Green plays a skateboarding slacker who leaves the confines of his father’s basement for a big-time job at a cheese sandwich factory. He takes the job in Hollywood, where he plans to push his drawings of beavers and X-ray cats at an animation studio. When a producer at the studio (a funny Anthony Michael Hall) advises Green to quit his cheese sandwich job and improve his silly drawings, he returns to his father’s basement and all hell breaks loose.
I am perhaps one of very few people on the planet who laughs at the sight of Green jerking off a horse. This particular scene in Fingered doesn’t feature special effects or prosthetics. He’s really messing with a horse, and I, for one, can’t believe it made it past the MPAA. I laughed, but I feel a bit guilty about it.
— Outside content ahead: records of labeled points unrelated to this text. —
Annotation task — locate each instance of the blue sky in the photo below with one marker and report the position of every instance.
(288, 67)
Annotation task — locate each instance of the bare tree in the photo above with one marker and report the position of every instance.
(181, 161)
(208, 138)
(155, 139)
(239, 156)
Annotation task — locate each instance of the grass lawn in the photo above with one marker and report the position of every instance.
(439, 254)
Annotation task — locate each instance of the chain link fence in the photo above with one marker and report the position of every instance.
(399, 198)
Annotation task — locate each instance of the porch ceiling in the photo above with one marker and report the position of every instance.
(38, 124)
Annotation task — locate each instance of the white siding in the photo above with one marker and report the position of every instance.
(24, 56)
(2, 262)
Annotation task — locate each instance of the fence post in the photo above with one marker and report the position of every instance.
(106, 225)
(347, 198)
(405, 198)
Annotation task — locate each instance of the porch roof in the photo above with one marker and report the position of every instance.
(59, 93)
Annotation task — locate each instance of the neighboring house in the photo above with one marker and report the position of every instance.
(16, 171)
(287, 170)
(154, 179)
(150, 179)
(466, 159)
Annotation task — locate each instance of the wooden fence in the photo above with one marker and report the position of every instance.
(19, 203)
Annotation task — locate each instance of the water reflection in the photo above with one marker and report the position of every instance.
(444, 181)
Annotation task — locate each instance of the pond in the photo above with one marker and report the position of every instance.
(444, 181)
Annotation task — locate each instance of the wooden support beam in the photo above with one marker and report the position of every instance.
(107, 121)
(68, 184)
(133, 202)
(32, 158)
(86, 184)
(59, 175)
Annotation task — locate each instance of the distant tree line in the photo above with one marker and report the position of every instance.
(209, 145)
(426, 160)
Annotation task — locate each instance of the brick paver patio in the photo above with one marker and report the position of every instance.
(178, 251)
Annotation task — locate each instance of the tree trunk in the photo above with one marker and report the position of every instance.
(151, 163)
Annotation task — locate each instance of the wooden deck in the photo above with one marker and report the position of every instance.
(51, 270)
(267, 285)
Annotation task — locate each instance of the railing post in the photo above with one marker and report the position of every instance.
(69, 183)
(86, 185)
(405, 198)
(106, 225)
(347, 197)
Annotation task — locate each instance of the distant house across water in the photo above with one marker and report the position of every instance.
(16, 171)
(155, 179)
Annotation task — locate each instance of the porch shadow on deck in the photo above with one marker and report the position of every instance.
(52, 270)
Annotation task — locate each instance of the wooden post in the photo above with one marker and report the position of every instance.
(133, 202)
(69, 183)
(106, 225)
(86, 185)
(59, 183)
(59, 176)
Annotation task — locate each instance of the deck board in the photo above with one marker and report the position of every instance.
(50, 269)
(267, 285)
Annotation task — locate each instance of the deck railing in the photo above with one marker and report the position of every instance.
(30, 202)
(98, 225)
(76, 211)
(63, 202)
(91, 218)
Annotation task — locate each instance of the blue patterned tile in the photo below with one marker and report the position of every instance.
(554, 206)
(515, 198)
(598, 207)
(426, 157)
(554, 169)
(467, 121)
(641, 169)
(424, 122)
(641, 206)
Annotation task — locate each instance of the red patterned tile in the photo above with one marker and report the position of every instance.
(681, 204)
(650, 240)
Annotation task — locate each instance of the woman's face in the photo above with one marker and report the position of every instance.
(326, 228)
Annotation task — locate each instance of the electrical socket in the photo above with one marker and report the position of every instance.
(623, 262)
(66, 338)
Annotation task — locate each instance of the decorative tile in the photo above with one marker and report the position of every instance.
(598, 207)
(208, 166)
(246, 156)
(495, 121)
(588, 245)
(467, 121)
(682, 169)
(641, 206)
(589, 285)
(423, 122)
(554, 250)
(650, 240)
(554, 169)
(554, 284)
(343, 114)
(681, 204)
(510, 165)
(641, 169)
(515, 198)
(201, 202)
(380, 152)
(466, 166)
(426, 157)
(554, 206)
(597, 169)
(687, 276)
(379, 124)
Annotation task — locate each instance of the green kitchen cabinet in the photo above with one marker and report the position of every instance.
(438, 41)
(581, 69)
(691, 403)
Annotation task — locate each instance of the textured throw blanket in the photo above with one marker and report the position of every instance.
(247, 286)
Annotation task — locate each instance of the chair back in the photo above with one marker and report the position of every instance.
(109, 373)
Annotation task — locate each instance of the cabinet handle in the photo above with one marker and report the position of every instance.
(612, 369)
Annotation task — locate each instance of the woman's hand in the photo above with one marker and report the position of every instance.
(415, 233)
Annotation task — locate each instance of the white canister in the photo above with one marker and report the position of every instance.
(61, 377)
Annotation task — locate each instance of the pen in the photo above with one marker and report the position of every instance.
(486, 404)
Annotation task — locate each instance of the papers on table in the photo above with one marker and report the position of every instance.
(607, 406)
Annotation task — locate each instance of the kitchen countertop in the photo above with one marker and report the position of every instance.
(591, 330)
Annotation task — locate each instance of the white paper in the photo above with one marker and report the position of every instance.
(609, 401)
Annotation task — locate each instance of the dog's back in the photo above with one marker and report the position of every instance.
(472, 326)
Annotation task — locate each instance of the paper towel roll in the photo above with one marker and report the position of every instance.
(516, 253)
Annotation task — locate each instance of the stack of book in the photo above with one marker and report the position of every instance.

Green brings to the big screen the same manic, absolutely insane brand of humor that made his TV show so funny, and the transition is a little bumpy. It’s also filled with elephant semen, the remarkable sight of Green swinging a newborn baby around by its umbilical cord and Green often screaming at the top of his lungs. Throw into the mix Green licking his friend’s compound fracture wound, and you get the picture.
Rip Torn is OK as Green’s beleaguered father—perhaps overacting just a tad. Still, Torn going over-the-top is often a good companion piece to Green’s bouncing off the walls. My favorite moment featuring the two would be the meat organ, a keyboard linked by ropes to various sausages and steaks. There’s no use explaining its existence, but it does provide a nice excuse for the “Daddy Would You Like Some Sausage?” song.
People can scream all they want about the frightening imagery Green conjures up. There are far more grotesque and disgusting films out there that have achieved a critical and cult status. I liken this film to pictures like Evil Dead 2 or Dawn of the Dead—horror shows with laughs. Freddy Got Fingered is prime midnight movie material, in the spirit of The Rocky Horror Picture Show, excepting for the fact that it will probably induce more vomiting.
So if you are looking for a good freak-out with laughs, Freddy Got Fingered might be up your alley. And don’t yell at me if you should hate it and demand your money back. I gave you plenty of warnings. I don’t care what anybody says, it’s 10 times funnier than Joe Dirt.